2. Respect her relationship with her mom — and don't try to compete. You'll lose.
3. Respect her relationship with your son — and don't talk to him negatively about her to him. You'll lose that battle, too.
4. Remember, we all learned to be good parents while we were on the job— and she's doing the best she can. Give her the benefit of the doubt, and never forget how sensitive you were as a young parent trying to do your best. Remember how important it was to hear encouragement instead of criticism as a young mom especially from your parents and in-laws
1. Respect your husband's relationship with his mother — whatever your opinion of her. You may get him on your side of your conflict with her, but your entire family, especially your children, will suffer as a result.
2. Remember that all grandparents — unless they are abusive or their behavior is in some way harmful to the kids — deserve to know their grandchildren, and vice-versa. If possible, let all the grandparents spend time alone with the kids. That is the only way they can establish lasting bonds.
3. Cut the grandparents some slack — within reason. Be a little flexible with some of the rules, remember the reason they do what they do is not to disrespect you but because they love their grandchildren so very much.
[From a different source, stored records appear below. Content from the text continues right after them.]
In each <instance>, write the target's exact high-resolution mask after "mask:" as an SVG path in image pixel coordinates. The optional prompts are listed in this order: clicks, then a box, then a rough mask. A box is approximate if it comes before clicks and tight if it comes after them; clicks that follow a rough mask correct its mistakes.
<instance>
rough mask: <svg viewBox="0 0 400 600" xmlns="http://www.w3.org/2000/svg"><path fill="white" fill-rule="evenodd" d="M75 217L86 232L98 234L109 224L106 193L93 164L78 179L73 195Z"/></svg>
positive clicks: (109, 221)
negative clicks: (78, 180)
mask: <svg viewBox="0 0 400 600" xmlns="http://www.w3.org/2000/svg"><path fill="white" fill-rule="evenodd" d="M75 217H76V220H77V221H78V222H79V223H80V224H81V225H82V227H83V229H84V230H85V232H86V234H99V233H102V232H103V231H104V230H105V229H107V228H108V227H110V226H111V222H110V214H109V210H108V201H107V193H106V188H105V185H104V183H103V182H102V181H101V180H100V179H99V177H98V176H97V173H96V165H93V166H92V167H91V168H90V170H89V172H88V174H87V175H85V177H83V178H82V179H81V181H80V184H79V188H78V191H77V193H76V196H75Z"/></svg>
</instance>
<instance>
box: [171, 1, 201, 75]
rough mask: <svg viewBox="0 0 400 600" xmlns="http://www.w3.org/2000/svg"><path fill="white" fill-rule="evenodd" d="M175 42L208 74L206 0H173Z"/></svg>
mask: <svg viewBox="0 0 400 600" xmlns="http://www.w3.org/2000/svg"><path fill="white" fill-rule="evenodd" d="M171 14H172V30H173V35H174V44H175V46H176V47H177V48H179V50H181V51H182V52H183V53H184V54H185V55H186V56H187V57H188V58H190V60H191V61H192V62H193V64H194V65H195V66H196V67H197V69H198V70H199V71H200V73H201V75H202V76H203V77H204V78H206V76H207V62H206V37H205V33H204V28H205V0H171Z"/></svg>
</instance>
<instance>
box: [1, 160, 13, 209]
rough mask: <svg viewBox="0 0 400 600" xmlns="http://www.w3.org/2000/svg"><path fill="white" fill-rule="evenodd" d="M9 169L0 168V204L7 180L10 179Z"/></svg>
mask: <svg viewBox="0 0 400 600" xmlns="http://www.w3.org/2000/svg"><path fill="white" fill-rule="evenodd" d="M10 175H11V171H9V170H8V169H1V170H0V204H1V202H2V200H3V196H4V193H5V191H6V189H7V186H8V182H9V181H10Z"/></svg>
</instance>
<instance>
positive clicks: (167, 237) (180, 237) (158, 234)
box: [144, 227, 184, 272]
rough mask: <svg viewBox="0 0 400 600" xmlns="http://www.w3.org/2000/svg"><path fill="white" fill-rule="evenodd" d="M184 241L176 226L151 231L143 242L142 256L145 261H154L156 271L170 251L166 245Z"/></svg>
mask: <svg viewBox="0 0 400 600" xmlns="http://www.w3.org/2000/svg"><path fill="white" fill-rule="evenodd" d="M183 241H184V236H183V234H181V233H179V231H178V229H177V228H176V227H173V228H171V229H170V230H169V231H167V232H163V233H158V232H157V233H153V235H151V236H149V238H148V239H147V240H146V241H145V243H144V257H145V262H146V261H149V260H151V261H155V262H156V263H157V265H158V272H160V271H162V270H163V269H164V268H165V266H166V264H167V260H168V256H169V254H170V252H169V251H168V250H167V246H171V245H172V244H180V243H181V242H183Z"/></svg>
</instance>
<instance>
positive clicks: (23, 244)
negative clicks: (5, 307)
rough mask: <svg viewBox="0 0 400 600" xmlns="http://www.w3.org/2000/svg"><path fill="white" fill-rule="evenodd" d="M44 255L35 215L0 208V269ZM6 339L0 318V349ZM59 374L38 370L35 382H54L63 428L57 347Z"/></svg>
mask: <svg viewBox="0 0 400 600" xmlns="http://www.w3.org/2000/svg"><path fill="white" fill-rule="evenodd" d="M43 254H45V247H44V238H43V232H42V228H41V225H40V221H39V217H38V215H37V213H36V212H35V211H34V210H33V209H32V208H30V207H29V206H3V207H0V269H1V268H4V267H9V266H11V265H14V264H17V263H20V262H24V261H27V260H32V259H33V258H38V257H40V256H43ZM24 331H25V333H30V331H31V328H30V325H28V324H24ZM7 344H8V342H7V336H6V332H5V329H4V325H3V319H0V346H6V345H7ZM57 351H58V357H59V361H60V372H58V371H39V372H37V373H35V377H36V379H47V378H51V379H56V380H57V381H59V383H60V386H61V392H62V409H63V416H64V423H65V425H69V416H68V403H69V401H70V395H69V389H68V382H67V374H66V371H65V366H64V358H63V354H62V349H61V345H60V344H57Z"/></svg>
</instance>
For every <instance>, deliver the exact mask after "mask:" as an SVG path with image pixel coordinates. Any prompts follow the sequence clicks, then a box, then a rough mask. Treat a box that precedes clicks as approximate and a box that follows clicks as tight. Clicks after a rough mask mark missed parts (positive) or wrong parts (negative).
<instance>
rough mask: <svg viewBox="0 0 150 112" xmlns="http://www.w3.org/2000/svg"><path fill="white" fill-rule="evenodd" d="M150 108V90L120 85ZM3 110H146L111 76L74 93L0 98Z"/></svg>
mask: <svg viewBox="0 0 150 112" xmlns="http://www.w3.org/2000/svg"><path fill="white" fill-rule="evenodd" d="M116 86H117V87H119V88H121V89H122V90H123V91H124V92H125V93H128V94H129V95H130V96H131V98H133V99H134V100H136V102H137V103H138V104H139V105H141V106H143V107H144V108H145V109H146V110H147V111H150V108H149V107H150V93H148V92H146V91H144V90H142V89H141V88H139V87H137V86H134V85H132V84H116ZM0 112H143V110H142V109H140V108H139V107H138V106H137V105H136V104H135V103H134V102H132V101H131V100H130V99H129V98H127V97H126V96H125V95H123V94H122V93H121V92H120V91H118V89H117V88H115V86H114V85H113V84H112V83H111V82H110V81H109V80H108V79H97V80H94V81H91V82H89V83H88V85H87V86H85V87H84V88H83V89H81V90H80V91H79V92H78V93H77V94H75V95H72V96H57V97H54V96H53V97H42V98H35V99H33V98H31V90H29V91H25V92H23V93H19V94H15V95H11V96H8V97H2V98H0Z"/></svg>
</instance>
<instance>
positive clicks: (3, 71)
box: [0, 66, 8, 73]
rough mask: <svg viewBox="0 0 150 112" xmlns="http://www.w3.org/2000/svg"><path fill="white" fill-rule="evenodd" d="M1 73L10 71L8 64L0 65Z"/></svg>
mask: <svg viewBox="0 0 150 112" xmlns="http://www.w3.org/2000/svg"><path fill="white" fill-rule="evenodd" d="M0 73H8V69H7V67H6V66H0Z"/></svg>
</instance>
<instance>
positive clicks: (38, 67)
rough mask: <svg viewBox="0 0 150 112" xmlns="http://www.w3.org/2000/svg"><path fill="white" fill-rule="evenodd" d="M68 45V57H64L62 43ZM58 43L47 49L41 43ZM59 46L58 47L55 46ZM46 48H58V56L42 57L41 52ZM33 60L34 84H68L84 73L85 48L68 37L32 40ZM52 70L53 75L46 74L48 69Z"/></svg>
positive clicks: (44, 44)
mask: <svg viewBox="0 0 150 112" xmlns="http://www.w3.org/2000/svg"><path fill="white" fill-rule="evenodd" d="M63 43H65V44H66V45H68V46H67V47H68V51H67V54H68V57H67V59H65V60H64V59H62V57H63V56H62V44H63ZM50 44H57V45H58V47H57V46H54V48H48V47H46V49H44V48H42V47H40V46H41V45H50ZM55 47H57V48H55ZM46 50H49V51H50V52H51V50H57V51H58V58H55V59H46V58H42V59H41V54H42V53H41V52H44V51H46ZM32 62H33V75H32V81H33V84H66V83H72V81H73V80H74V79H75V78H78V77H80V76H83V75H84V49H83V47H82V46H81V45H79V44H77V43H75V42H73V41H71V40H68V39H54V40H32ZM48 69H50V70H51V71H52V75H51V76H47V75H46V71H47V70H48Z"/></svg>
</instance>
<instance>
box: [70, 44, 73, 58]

4. If you happen to be the mother of sons, beware. Someday, you may be a mother-in-law with grandchildren, too. Behave accordingly because things we do have a way of coming back on us later.
For Both Mothers-in-law and Daughters-in-law
1. Boundaries is a very good word to remember — healthy boundaries are what help us create and maintain friendly relations. Set boundaries for yourself, and respect your in-law's boundaries.
2. Let go of your expectations about how things should be or the way it was for you and work with the way things are. This means accepting the whole extended family and all they bring into the picture as well as other nonnegotiable circumstances.
3. Always think of the kids. Model the values you want the children to learn. Do you want to train them in criticism and disrespect, or trust and compassion? This is probably the most important point of all and it goes for both sides.
4. Remember, there is enough love to go around for everyone. Every person brings something good and different into your children's and grandchildren's lives, learn to embrace those differences not reject them as your children will be more balanced and well-rounded if you do.
I borrowed some of this information from an article in Grandparents.com, a great resource for grandparents.
Many of these steps could easily be used for any relationship in your life that you are struggling with. If you can apply these principles to your relationships it really will simplify your life.